You can purchase a license online, by calling 1-866-714-3611 or at a local license vendor.
           
The number of licensed South Carolina hunters actually increased in fiscal year 2007 to 180,802, almost a 2 percent increase over the 177,267 South Carolina hunters who bought licenses in fiscal year 2006. Out of the total hunters in 2007, 153,617 were resident hunters and the remaining 27,185 were non-resident hunters. Resident hunters are not keeping pace with the state’s increasing population. The 2000 Census report listed South Carolina’s population at just over four million people. Population projections show that South Carolina’s population should increase about 10 percent by 2010. At the national level, hunter numbers fell 4 percent between 2001 and 2006.

With federal excise taxes generated by the sale of hunting equipment, an investment in a hunting license can bring triple the amount of federal conservation dollars to South Carolina. For example, the purchase of a $25 Resident Combination Hunting and Freshwater Fishing and Big Game License earns the state about $75 in federal conservation dollars.
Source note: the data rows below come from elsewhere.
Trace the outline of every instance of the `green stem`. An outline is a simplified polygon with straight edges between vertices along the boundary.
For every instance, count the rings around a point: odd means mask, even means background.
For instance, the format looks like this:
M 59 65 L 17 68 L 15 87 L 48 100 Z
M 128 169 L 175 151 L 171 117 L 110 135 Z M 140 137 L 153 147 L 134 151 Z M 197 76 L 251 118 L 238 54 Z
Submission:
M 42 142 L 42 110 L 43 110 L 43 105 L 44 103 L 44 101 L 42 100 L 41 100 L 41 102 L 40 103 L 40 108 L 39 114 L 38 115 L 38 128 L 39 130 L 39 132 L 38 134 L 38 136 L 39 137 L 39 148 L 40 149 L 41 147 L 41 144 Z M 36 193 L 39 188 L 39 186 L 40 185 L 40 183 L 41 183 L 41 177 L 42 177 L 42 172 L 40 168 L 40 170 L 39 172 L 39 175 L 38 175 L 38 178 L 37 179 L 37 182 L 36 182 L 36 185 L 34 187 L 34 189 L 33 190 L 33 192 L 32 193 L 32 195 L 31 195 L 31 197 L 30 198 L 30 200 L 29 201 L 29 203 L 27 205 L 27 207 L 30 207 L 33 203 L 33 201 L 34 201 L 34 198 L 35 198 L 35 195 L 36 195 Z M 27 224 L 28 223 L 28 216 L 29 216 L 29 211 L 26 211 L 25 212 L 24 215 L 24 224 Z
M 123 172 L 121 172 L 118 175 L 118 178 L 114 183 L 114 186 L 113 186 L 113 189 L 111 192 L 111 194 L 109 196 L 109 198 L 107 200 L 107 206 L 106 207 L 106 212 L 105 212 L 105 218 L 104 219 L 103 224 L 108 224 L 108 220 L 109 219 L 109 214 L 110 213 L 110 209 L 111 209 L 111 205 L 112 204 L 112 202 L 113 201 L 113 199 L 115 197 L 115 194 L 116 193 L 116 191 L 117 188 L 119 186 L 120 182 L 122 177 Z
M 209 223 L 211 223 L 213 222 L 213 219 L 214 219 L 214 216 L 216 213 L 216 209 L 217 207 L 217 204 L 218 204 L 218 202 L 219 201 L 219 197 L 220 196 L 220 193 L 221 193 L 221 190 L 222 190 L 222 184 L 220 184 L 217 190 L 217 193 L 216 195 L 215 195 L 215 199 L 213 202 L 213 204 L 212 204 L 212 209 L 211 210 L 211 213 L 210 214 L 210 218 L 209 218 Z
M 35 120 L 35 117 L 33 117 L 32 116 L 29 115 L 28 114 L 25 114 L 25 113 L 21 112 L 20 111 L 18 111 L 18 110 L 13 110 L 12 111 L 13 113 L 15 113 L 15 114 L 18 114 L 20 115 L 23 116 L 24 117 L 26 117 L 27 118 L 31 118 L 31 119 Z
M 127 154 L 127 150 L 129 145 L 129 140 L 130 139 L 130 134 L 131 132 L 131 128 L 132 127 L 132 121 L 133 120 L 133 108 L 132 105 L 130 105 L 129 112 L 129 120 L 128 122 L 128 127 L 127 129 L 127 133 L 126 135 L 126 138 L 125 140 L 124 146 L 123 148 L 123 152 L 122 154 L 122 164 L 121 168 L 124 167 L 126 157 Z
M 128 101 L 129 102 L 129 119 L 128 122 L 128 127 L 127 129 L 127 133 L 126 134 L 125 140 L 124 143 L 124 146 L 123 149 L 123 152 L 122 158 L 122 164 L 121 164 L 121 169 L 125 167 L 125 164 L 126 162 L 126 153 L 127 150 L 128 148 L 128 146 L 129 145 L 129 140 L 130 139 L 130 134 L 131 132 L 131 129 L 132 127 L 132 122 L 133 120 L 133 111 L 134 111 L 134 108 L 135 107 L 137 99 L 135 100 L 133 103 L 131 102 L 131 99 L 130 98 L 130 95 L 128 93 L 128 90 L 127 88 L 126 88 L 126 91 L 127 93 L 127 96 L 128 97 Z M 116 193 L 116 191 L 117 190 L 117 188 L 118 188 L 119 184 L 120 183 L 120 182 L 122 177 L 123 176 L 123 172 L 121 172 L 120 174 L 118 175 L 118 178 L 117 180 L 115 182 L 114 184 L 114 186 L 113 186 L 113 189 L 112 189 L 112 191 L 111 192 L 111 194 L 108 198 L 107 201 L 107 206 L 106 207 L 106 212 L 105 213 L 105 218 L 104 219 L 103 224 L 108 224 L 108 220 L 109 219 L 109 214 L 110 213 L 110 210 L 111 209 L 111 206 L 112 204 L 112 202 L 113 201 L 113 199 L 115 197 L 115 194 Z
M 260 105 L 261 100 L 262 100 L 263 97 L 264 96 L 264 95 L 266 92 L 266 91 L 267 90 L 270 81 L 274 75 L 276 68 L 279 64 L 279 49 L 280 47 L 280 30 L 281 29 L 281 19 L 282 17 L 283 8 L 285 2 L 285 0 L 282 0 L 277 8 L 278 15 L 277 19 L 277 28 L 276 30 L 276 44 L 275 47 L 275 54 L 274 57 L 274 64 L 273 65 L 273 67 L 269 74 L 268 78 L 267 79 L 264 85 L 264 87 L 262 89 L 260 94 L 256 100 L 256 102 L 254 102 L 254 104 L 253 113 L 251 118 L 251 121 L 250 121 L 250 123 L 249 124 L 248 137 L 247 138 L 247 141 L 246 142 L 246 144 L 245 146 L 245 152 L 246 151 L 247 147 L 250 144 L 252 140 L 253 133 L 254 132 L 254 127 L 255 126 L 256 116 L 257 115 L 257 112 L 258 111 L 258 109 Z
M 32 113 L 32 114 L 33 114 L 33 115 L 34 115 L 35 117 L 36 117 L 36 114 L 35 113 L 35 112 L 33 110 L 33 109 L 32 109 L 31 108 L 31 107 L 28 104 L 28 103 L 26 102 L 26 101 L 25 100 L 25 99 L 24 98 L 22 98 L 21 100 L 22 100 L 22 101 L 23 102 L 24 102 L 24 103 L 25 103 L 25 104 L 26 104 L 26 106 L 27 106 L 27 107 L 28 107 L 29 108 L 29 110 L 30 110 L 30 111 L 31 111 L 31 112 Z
"Another way of looking at that," Frampton said, "is for every $25 license we lose, we lose $75 in federal conservation dollars that could have been used to improve wildlife habitat in places like Jocassee Gorges and the ACE Basin. Which means we need to encourage everyone who has ever hunted to go ahead and buy a hunting license, even if they may not go hunting. It would also be a real bonus for conservation in South Carolina if people who do not hunt would purchase a hunting license as well, just for the benefits it brings to wildlife and for people who enjoy seeing wildlife."
           
In August, DNR launched a marketing campaign encouraging hunting participation. Using radio, television, billboards, the Internet and print ads, the campaign reminds would be hunters to, "Go hunting, go online at www.dnr.sc.gov. Buy a hunting license and take a hunter education course."
The campaign, partially funded by the National Shooting Sports Foundation, targets outdoor enthusiasts in the South Carolina Midlands, including Lexington, Richland and surrounding adjacent counties. After the first of the year, DNR will review license sales data in the target area to determine the impact and effectiveness of the campaign.

DNR protects and manages South Carolina’s natural resources by making wise and balanced decisions for the benefit of the state’s natural resources and its people.